The Company's consolidated financial statements have been prepared in accordance with the provisions of accounting and reporting by development stage enterprises.


Legal costs incurred to establish patents are capitalized. When patents are issued, capitalized costs are amortized on the straight-line method over the related patent term. In the event a patent is abandoned, the net book value of the patent is written off.

Revenue Recognition

The Company recognizes revenue when it is earned. Delivery of the goods generally completes the criteria for revenue recognition.

Research and Development

All research and development costs, payments to laboratories and research consultants are expensed when incurred.

Stock Based-Compensation

The Company accounts for its stock-based compensation under the recognition requirements of accounting standards for accounting for stock-based compensation, for employees and directors whereby each option granted is valued at fair market value on the date of grant.

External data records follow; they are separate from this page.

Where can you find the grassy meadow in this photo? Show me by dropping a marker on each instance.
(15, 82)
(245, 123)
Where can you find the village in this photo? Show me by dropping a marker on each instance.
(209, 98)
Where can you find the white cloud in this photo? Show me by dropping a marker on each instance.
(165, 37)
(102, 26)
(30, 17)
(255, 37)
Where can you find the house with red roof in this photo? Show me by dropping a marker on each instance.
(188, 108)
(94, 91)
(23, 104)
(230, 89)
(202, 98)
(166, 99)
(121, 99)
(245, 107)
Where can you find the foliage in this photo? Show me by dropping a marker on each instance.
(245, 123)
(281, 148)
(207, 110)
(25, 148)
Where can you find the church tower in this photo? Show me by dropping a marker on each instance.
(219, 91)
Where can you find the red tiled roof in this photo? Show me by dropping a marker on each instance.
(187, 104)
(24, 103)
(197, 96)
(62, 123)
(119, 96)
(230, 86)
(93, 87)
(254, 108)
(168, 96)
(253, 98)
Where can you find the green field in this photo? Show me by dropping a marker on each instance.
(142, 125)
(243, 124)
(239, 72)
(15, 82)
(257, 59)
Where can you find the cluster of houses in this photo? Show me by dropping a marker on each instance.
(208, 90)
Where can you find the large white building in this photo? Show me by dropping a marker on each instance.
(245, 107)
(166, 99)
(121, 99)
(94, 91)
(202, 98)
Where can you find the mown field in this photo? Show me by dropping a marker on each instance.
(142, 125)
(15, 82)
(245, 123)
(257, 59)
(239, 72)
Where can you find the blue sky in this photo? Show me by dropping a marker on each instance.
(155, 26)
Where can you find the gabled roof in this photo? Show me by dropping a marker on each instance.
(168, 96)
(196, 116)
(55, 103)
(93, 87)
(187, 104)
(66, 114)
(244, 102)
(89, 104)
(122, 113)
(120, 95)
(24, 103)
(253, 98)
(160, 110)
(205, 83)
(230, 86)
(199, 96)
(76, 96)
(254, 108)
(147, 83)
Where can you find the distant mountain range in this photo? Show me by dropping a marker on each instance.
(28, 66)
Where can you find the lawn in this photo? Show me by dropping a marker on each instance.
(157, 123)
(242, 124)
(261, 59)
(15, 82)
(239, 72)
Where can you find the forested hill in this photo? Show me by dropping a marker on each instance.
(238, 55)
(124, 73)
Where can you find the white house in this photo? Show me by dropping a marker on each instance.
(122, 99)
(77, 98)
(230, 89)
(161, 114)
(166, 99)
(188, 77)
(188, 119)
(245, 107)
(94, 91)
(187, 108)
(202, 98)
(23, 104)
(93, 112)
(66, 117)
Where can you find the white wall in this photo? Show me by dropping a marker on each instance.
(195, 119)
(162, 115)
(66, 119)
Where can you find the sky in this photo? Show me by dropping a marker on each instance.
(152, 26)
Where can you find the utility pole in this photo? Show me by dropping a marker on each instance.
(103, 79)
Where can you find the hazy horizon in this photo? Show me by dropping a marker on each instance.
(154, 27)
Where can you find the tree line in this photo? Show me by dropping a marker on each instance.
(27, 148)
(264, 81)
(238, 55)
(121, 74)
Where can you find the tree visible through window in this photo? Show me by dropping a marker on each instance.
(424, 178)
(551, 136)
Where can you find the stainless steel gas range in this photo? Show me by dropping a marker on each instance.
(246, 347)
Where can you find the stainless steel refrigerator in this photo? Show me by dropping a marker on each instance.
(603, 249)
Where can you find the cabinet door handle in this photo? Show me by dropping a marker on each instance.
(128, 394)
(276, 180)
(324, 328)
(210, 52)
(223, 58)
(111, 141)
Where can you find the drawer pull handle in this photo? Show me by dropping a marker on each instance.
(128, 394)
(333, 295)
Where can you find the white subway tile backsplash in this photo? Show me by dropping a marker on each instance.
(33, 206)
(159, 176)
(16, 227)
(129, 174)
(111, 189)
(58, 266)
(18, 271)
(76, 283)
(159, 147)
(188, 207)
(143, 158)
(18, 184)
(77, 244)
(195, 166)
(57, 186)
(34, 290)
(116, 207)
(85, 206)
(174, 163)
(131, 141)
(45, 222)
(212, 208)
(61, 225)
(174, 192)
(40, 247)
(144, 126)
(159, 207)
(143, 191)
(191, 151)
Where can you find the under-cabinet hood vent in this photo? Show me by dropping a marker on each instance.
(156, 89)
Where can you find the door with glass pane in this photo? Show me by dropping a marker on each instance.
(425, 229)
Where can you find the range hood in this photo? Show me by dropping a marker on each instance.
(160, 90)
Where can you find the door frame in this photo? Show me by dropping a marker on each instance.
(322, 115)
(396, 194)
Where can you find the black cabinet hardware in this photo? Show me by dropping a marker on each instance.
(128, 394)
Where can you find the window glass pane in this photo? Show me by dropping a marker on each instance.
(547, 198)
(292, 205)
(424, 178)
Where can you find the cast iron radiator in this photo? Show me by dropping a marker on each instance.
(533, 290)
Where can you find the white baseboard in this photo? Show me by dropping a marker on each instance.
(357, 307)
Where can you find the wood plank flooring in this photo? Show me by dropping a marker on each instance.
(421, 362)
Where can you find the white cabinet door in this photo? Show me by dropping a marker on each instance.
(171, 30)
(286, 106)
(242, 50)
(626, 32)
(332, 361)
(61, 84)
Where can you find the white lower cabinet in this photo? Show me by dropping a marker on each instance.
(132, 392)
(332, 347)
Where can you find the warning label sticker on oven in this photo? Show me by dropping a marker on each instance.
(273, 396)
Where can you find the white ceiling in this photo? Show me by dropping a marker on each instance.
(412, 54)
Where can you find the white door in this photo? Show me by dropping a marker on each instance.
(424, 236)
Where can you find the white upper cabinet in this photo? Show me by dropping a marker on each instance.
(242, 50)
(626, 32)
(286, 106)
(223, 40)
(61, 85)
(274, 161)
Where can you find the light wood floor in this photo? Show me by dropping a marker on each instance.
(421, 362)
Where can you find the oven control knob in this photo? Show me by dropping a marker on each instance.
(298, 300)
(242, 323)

Under these accounting standards, the fair value of each option is estimated on the date of grant using the Black-Scholes option pricing model.

The Company also follows the guidance of accounting standards for accounting for equity instruments that are issued to other than employees for acquiring, or in conjunction with selling, goods or services for equity instruments issued to consultants.

Determination of Fair Value for Stock Dividend and Stock Based Compensation

Effective January 1, 2010 the Company has changed its basis for estimating the fair value of the preferred stock dividends from the underlying conversion prices of the Series A and Series B Preferred Stock, to a five day volume weighted average price of actual closing market prices for the Company's common stock. The Company believes that there has been relative improvement in stock trading volumes of its Common Stock and that this new market based methodology is a better proxy for fair valuation of its preferred stock dividends.

Conversion of Redeemable Series B Convertible Preferred Stock

Upon conversions of the Company's Redeemable Series B Convertible Preferred Stock into shares of common stock, the Company reduces the Series B Preferred Stock carrying value based on the original issuance price of approximately $103 per shares on a first-in first-out basis and reclassifies the amount into additional paid-in capital.